A good case study is China’s Carbon Credit Management Platform, undertaken by Energy Blockchain Labs and IBM. The goal is that with the introduction of smart contracts, the transparency, auditability, and credibility of the Chinese carbon market will improve. In the future, blockchain could support an international carbon trading market for individuals, households, and companies.  

New Sources for Sustainable Finance

Blockchain-based finance platforms could potentially revolutionize access to capital and open up a whole new class of potential investors for projects to tackle environmental problems, from investment in green infrastructure projects to facilitating blended finance or charitable donations for developing nations. More broadly, there is the potential for blockchain to bring a system change from shareholder to stakeholder value and from traditional finance capital to accounting for social, environmental, and financial capital. 

Sustainability accounting is a revenue opportunity

This is probably the most exciting point for accounting experts desiring to create a business case about sustainability and technology. At the center of the growing technological integration, in the form of artificial intelligence (AI), blockchain technology and automation, financial services companies, and accounting businesses, in particular, are always looking for extra revenue lines. 

The increasing interest in sustainability, besides indicating a reporting change, is also a chance for forward-thinking businesses. Clients and customers, both current and potential, are going to be held accountable by various stakeholder groups interested in how the company is performing, and how the company is getting those outcomes. Professionals with the ability to connect these dots, between blockchain, reporting, and sustainability, are going to be well-positioned to benefit from this prospect. 

Blockchain technology, at least in the finance and accounting industry, is often regarded in equal measures of excitement and anxiety as it further hastens and magnifies the trends toward automation and eradication of traditional accounting roles. That said, only thinking about the potential of blockchain from the perspective of enhancing attest assets and tax roles overlooks the several opportunities blockchain can help create. 

Reducing transactional complexity

Financial transactions involving massive, cross-border sustainable development initiatives are becoming increasingly more complex, causing backlogs and delays. Blockchain-based platforms (crypto exchanges) and processes can handle multiple transactions more effectively. 

This implies that sustainable projects and other climate-related activities will be more appealing to investors.

According to a report from the World Economic Forum, “Blockchain-based platforms and processes can seamlessly handle a wide range of stakeholders working in various capacities on different projects globally. It will enhance efficiency, minimizing transaction and make climate-related, infrastructure, and other sustainable initiates more attractive for private investments.”  

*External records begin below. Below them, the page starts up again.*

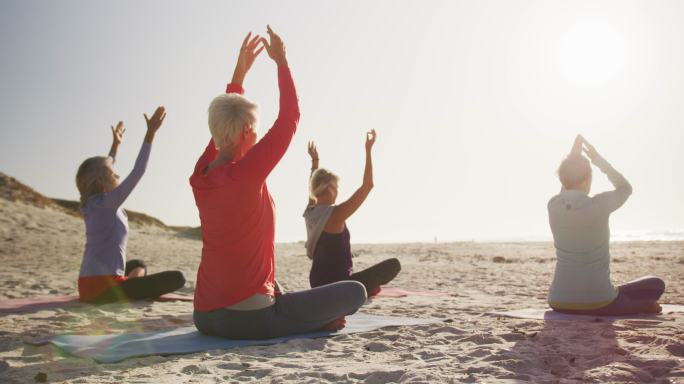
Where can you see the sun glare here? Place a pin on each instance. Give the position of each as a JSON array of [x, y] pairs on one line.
[[591, 53]]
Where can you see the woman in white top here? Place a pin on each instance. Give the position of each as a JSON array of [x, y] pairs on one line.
[[580, 225]]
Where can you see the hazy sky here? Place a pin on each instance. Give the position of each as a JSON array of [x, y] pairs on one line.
[[475, 103]]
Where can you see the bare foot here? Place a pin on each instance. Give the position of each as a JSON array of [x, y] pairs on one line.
[[655, 308], [374, 292], [136, 272], [335, 325]]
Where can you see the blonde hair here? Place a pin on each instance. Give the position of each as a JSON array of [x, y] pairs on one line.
[[92, 177], [320, 180], [228, 115], [573, 170]]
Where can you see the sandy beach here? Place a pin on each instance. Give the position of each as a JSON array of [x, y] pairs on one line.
[[41, 252]]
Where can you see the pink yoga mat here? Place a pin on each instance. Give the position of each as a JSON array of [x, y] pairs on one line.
[[32, 304], [400, 292]]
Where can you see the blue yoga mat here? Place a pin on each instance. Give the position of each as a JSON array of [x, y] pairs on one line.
[[113, 348]]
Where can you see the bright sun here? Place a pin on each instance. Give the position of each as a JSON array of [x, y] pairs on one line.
[[591, 53]]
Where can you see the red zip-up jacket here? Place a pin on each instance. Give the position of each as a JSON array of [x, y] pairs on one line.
[[238, 214]]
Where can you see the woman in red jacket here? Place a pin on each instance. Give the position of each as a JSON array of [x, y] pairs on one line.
[[235, 295]]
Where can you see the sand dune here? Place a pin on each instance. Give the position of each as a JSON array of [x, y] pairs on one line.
[[40, 253]]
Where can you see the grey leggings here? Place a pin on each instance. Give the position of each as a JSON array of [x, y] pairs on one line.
[[292, 313], [637, 296]]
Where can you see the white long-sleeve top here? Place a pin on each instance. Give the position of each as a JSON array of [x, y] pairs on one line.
[[581, 235]]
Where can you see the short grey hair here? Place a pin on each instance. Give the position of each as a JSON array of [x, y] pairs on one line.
[[573, 170], [228, 115], [320, 180], [92, 177]]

Incentivizing circular economies 

Blockchain could completely change the way materials and natural resources are valued, handled, and traded through incentivizing people and companies to establish financial value from things that are currently wasted, discarded, or treated as economically invaluable. This could drive widespread behavior change and help achieve a truly circular economy. For instance, Plastic Bank has come up with a social enterprise that offers financial rewards in the form of cryptographic tokens in exchange for depositing collected ocean recyclable wastes. 


Sustainability reporting, functioning in an environmentally sustainable way, transforming carbon and other environmental markets, creating new sources for sustainable finance, reducing transactional complexity, incentivizing circular economies, and linking the bottom line to everything else going on in the firm are trends likely to grow only more significant moving forward. Blockchain technology, already accelerating change in the accounting and finance sectors, can also open the doors to new opportunities for people and businesses eager to embrace these changes.